André Tricot, professeur en psychologie et chercheur au CLLE (laboratoire travail et cognition) s’intéresse aux apprentissages à la fois comme formateur des enseignants, et par ailleurs dans le domaine de la recherche dans le but de comprendre comment il est possible de concevoir des dispositifs informatisés, distants, qui utilisent les nouvelles technologies pour favoriser l’apprentissage.

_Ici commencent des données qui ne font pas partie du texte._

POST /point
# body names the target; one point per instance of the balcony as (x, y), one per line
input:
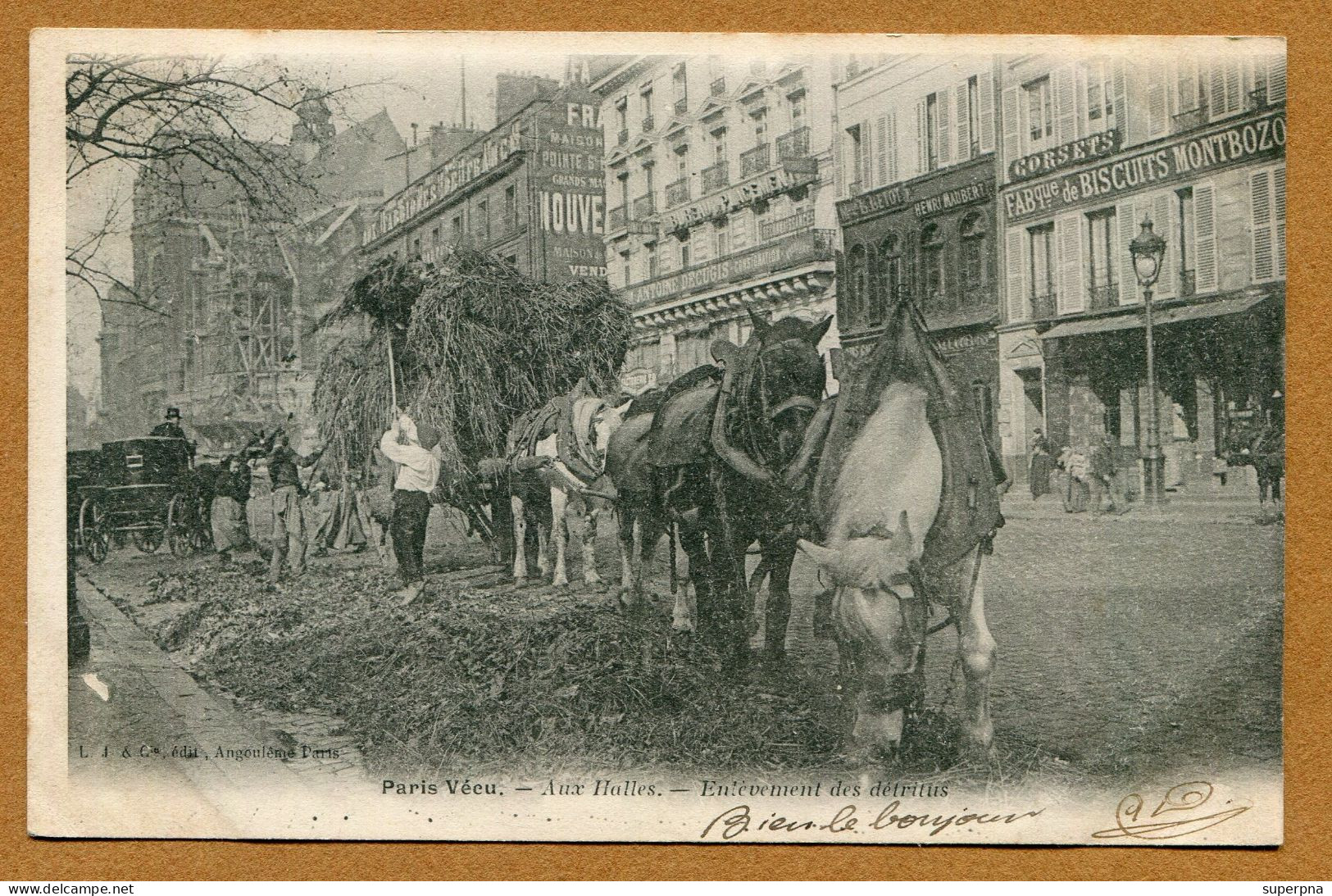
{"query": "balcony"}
(793, 145)
(677, 192)
(1043, 307)
(643, 208)
(790, 224)
(1102, 296)
(754, 161)
(716, 177)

Il nous présente sa vision sur le plaisir d’apprendre, en quatre épisodes, en passant par la définition générale d’apprendre, le travail de l’enseignant comparé à celui d’un concepteur de jeu sérieux, un questionnement sur la possibilité d’avoir du plaisir en apprenant et enfin le plaisir peut-il être un moteur pour les apprentissages.

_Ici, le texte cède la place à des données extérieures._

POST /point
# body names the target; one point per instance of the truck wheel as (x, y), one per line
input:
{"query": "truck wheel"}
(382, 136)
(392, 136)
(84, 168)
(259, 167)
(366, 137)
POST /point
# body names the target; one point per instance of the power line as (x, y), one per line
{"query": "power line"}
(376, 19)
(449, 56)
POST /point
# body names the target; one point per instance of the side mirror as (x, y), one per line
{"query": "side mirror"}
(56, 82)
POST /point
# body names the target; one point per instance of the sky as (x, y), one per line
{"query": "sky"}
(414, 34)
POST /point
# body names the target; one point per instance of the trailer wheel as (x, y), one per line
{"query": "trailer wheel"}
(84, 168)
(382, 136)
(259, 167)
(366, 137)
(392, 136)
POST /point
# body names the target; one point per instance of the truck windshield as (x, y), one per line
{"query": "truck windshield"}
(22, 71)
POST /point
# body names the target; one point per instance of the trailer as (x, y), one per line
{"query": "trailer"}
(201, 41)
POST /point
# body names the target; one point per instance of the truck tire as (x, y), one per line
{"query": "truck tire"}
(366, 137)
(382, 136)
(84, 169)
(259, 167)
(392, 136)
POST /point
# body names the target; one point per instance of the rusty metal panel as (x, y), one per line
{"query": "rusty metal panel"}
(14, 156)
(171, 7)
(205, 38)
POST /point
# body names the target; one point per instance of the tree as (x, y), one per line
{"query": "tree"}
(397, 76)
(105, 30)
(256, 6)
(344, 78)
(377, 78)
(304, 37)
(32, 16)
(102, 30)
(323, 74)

Quatre sujets en lien avec le thème de la prochaine Université d’été de Ludovia «Plaisir et éducation numérique», à laquelle André Tricot interviendra en table ronde.
L’école, un apprentissage non adaptatif
La réflexion d’André Tricot part d’une première question, c’est qu’avant d’apprendre à l’école, il faut comprendre ce qu’est apprendre en général, dans le contexte hors de l’école. Un enfant va s’adapter à son environnement, physique, social, linguistique.
«Apprendre hors de l’école, c’est s’adapter à son environnement et à sa structure. C’est un processus implicite, inconscient et non coûteux».
Un deuxième type d’apprentissage est celui que l’on fait dans notre situation professionnelle ou dans une situation de loisirs, où, dans les deux cas, on progresse en s’adaptant.
«L’idée est que l’école, c’est tout le reste». L’école représente tous les apprentissages non adaptatifs. Pour lui, l’école existe car les apprentissages adaptatifs sont limités.
«Ce que je crois important de montrer c’est que l’école existe parce que certains apprentissages ne fonctionnent pas de façon naturelle, adaptative. L’école existe parce que certains apprentissages sont jugés utiles par une société pour ses futurs adultes et objectivement inutiles (non fonctionnels) pour les enfants au moment où ils les apprennent. S’il en était autrement, l’école serait inutile et on économiserait 6% du PIB».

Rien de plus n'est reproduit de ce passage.